Gendron surrendered to police and has been indicted on first-degree murder charges. He’s due back in court on June 9. 

On May 24, 18-year-old Salvador Ramos stormed into Robb Elementary School in Uvalde and opened fire in classrooms, killing 19 children and two teachers and injuring several others before being fatally shot by law enforcement. 

The O'Neill's memorial is called "31 bags for Change."

Credit: WFAA

Their front yard features 19 maroon backpacks to represent the 19 children killed in Uvalde. Maroon is Robb Elementary's school color. Two pink backpacks represent the two teachers who died.

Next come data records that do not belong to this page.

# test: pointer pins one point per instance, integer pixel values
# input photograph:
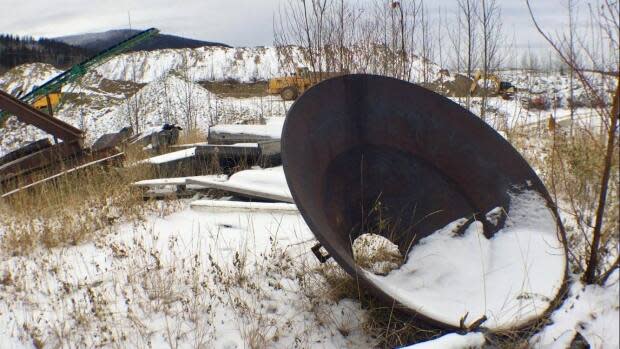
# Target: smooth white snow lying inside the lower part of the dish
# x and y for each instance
(511, 278)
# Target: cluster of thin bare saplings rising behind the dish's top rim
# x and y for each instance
(376, 37)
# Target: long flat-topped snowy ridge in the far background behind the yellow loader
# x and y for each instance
(244, 64)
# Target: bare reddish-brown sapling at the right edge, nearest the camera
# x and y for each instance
(608, 19)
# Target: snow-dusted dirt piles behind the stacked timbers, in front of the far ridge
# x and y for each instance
(169, 99)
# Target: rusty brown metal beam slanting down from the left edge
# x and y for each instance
(37, 118)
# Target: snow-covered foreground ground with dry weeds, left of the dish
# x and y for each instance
(187, 279)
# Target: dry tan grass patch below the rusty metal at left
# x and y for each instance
(71, 209)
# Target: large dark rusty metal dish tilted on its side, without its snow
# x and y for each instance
(352, 143)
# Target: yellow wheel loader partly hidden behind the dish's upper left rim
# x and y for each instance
(291, 87)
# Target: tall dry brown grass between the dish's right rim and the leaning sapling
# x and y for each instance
(570, 166)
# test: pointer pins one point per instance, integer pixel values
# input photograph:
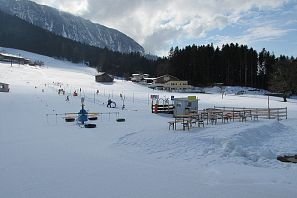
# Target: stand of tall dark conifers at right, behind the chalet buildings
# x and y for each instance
(233, 65)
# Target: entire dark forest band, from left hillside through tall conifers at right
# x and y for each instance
(204, 65)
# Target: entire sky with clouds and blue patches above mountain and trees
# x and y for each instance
(160, 24)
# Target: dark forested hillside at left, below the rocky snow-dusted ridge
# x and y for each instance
(19, 34)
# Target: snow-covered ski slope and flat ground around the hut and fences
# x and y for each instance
(43, 156)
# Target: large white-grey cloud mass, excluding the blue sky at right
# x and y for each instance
(156, 24)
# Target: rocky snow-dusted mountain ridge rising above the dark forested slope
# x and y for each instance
(70, 26)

On the opposite side of their yard, 10 canvas shopping bags represent the 10 Black people killed at the Buffalo supermarket.

“When I enter a grocery store or a concert or a church, I don’t expect to be entering a war zone," Brandon's wife, Heather O'Neill, said. 

“We're not OK. The neighbors we’ve talked to are not OK. The children are not OK," Heather O'Neill said. "I think we’re all fed up and I think we really want to have some conversations and have leaders listen."

The backpacks are arranged to look like a classroom photo. 

The grocery bags are set up like a grocery store aisle.

They feature no names to try to show passersby, "it is an every town problem," Brandon O'Neill said.

Credit: WFAA

"I think we spent a lot of time over the last few years kind of yelling our opinions at one another, and I think we wanted to create something that made people listen," said Brandon O'Neill.

The family has also set up an Instagram page about the tribute.

"The majority of people are tired of this, so please start listening to to the people because we’ve had enough. We don’t want ot lose any more children or parents or siblings or grandparents," Heather O'Neill said. 

"We all want change, because we’re not doing OK.”